TRES Y está claro que no es un género sencillo y que son muy pocas las biopics que se las arreglan para trascender a la carne y hueso verídicos y conseguir volver más creíble a la fantasía que al original. Hay que ser, sí, un genius para conseguirlo. Y así hoy Iván el Terrible o Citizen Kane o Lawrence of Arabia o Raging Bull o The Elephant Man o Ed Wood o Thirty-Two Short Films About Glen Gould o I Shot Andy Warhol, han suplantado a los verdaderos falsificándolos magistralmente. Varios insalvables escalones más abajo Rodríguez también supo disfrutar de Elizabeths de variable numeración y Victorias y María Antonietas, de un Johnny Cash y varios Bob Dylans, de algún Jesucristo (que no deja de resucitar para la gran pantalla) y alguna Juana de Arco, de un Andy Kaufman, de un Mozart & Salieri, de un Malcolm X, de un Zuckerberg y de un Jobs (el de Fassbender) y de las reinvenciones de los fuera de la ley Butch Cassidy & The Sundance Kid y Bonnie & Clyde y Frank Abagnale, Jr. y Chuck Barris y… Y por favor aparten de Rodríguez todas esas biopics pertenecientes al siempre oscarizable subgénero “enfermos y enfermedades” donde se actúan síntomas. Pero, a pesar de todo, una mala biopic puede tener un efecto positivo: devolverte a los buenos libros que la inspiran y así Rodríguez se dice que va a volver a casa y se va a meter en la cama con la biografía de Berg, con esa pequeña gran memoir de Thomas Wolfe que es The Story of a Novel, y con la correspondencia entre editor domesticador y escritor indomable recopilada en To Loot My Life Clean donde, sobre el final, el primero pide disculpas, el segundo otorga un está todo perdonado, y ambos coinciden en que fue un placer y un privilegio. 

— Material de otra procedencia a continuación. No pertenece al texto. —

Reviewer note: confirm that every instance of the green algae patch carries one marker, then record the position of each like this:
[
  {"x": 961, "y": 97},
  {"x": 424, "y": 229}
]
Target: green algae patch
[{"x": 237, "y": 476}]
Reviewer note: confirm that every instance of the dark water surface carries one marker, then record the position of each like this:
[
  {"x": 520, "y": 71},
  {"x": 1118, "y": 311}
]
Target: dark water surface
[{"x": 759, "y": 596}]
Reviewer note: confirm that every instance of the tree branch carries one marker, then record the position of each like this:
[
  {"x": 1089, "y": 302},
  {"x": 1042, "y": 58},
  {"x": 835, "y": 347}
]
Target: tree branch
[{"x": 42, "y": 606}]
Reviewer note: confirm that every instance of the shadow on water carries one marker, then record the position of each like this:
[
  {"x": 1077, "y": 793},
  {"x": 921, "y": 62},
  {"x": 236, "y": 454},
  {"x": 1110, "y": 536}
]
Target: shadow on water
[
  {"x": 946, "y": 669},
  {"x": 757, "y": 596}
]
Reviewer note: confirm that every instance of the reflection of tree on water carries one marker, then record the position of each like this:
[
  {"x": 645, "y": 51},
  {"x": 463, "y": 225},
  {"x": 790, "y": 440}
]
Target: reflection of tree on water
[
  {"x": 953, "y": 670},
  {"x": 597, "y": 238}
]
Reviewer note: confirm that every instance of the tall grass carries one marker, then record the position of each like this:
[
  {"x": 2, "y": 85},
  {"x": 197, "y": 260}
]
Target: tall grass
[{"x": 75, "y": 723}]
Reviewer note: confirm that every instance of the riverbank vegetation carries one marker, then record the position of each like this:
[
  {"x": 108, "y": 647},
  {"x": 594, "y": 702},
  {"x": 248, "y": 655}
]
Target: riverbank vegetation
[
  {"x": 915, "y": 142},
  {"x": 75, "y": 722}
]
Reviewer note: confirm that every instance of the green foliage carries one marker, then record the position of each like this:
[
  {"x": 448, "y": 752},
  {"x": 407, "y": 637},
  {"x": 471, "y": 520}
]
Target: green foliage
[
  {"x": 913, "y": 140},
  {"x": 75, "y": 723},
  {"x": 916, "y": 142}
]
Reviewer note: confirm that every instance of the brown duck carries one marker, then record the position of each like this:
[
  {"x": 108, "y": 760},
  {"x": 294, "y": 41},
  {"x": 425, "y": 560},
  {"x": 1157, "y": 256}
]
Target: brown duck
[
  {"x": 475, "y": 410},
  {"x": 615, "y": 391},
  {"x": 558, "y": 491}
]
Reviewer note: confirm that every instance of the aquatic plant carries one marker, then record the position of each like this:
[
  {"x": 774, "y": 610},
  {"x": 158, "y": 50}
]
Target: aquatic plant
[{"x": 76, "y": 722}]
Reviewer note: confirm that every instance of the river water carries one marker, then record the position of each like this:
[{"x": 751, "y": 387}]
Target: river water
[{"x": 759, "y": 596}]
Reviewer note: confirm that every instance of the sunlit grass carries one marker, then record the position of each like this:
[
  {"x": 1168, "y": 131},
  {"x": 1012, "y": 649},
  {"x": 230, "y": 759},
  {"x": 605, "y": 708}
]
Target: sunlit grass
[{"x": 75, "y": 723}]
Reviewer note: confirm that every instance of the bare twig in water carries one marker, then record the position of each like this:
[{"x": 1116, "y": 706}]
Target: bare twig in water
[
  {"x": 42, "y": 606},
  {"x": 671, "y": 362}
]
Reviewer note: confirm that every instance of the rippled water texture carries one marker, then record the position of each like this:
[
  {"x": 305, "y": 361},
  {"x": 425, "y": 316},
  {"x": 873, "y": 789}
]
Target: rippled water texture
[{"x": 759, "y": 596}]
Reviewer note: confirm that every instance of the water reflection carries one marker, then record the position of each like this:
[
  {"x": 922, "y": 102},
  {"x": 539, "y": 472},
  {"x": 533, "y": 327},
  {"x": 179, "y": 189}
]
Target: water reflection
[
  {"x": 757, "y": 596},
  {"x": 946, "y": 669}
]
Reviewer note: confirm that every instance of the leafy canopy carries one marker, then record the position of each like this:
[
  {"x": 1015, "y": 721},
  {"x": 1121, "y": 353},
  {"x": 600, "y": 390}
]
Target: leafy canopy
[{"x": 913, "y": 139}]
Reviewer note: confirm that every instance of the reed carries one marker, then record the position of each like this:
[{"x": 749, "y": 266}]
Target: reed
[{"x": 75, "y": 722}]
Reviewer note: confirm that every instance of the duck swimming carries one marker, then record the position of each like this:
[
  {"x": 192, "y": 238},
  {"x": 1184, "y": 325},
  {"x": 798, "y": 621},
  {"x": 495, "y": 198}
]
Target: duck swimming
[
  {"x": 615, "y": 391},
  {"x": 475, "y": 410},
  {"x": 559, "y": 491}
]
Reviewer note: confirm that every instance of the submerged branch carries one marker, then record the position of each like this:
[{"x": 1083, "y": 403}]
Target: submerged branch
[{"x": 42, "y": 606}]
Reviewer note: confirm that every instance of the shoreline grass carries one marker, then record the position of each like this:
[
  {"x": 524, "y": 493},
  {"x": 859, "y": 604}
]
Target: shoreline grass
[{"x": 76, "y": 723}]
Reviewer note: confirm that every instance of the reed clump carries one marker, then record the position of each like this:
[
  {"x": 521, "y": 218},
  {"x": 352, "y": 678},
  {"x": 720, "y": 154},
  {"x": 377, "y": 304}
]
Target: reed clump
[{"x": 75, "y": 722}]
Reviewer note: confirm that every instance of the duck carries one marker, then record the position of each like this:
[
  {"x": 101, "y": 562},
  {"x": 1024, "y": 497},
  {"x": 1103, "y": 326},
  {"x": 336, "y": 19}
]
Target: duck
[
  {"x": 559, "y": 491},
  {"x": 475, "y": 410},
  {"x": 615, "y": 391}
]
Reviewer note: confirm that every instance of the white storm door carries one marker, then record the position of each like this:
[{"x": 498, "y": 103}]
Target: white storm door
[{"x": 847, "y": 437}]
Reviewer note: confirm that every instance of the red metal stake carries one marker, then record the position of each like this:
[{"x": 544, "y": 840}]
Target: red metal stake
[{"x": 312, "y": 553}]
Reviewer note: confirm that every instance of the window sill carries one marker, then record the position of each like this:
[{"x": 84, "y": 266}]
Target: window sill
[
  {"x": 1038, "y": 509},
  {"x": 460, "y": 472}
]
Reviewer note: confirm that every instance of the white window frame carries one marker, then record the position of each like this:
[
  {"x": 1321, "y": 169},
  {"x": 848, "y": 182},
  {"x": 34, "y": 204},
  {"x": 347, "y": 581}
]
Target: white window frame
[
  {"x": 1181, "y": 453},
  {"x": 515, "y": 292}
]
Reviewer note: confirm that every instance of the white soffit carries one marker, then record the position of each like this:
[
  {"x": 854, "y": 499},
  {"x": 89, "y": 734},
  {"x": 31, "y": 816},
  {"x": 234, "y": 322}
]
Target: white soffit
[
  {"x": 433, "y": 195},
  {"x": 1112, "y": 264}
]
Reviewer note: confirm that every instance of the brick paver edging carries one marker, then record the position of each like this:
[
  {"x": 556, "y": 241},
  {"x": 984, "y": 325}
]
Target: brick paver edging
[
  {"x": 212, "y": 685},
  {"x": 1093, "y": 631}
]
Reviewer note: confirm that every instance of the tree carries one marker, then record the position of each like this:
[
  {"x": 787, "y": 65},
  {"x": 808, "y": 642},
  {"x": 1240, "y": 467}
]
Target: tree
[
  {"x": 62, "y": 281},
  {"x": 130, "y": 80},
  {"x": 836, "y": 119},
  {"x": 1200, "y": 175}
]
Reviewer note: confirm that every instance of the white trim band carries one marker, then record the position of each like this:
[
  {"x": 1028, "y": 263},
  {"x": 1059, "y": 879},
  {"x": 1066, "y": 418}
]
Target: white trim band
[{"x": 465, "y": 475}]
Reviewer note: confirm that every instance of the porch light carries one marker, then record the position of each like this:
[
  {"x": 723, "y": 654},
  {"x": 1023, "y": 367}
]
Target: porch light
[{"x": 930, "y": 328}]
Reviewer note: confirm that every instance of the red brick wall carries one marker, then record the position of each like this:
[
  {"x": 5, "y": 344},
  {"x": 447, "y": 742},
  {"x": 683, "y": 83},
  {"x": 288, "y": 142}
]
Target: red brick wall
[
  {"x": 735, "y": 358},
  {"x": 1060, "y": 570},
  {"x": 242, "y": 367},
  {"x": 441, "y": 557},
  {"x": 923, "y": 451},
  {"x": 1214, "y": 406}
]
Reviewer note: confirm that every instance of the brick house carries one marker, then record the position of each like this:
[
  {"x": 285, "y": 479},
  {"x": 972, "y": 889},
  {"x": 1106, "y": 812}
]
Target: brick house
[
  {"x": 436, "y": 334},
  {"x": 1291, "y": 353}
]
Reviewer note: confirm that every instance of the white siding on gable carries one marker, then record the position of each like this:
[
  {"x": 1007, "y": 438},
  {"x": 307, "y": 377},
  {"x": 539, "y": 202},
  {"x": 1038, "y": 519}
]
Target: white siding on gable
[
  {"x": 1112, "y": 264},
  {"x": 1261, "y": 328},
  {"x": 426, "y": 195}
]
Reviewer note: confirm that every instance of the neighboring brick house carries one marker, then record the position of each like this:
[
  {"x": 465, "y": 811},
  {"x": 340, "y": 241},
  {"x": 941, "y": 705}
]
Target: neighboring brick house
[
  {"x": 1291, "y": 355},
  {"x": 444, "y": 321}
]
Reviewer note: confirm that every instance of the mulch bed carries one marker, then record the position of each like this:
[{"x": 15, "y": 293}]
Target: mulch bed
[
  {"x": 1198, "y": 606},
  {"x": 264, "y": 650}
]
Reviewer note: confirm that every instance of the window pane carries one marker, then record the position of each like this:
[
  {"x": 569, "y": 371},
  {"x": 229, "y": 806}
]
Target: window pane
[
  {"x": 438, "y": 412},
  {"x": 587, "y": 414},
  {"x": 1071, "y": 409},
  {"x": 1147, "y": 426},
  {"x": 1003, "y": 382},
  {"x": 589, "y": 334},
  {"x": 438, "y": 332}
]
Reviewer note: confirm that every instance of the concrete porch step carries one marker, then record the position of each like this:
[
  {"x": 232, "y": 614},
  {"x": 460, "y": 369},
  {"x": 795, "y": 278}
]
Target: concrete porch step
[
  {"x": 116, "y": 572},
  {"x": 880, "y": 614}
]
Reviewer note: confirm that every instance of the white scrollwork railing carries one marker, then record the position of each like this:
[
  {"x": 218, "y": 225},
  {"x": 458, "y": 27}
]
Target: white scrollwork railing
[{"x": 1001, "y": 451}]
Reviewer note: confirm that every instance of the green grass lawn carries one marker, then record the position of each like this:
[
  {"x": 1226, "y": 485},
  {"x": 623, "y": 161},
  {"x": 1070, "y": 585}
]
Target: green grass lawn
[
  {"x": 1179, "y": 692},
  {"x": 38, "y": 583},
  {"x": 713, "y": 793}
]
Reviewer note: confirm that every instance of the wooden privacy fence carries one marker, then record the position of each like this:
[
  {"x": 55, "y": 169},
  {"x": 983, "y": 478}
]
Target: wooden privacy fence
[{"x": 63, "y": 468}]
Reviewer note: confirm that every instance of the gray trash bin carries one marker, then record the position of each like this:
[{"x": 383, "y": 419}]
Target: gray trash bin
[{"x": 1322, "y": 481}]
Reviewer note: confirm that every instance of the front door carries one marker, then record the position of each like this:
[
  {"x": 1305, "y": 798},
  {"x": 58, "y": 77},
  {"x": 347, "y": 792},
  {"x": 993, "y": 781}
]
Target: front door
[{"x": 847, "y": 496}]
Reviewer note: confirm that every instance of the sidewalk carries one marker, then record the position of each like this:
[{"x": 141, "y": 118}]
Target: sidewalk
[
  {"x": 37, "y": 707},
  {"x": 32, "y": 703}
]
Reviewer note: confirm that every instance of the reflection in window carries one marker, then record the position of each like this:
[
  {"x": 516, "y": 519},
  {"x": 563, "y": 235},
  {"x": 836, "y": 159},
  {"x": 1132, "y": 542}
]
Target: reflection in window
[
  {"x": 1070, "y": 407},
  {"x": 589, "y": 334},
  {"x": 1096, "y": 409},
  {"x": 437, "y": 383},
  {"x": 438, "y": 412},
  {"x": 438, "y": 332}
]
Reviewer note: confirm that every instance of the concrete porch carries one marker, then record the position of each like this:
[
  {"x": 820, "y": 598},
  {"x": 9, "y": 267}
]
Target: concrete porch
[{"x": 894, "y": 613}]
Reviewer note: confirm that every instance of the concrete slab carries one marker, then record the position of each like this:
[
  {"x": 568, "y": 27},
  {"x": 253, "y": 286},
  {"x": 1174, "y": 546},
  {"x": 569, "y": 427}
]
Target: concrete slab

CUATRO Rodríguez sale de ver Genius con los ojos cerrados y los pulmones enfermos. Estreno de la primera súper-producción gripal del 17. La calefacción de la sala dando lugar –en brusco y elíptico montaje biópico– al frío de afuera y ya está: Rodríguez cae vencido en cuestión de segundos. Gran tema para una biopic intimista. Atchús / El estornudador de mocos, y Rodríguez piensa en lo mismo de siempre. En su propia biopic. En qué quedaría fuera y quién permanecería dentro. En que ya no está el norteamericano Philip Seymour Hoffman (con quien hasta no hace mucho lo confundían de tanto en tanto) y en que, seguro, no hay actor español que pueda representarlo ahí adelante. Tampoco inglés o australiano. Algo le dice a Rodríguez que –con la suerte que tiene, que tuvo y que tendrá– no sería nada raro que, de filmarlo, le tocase un actor argentino, fingiendo acento español, diciendo de vez en cuando gilipollas pero deseando decir boludo todo el tiempo.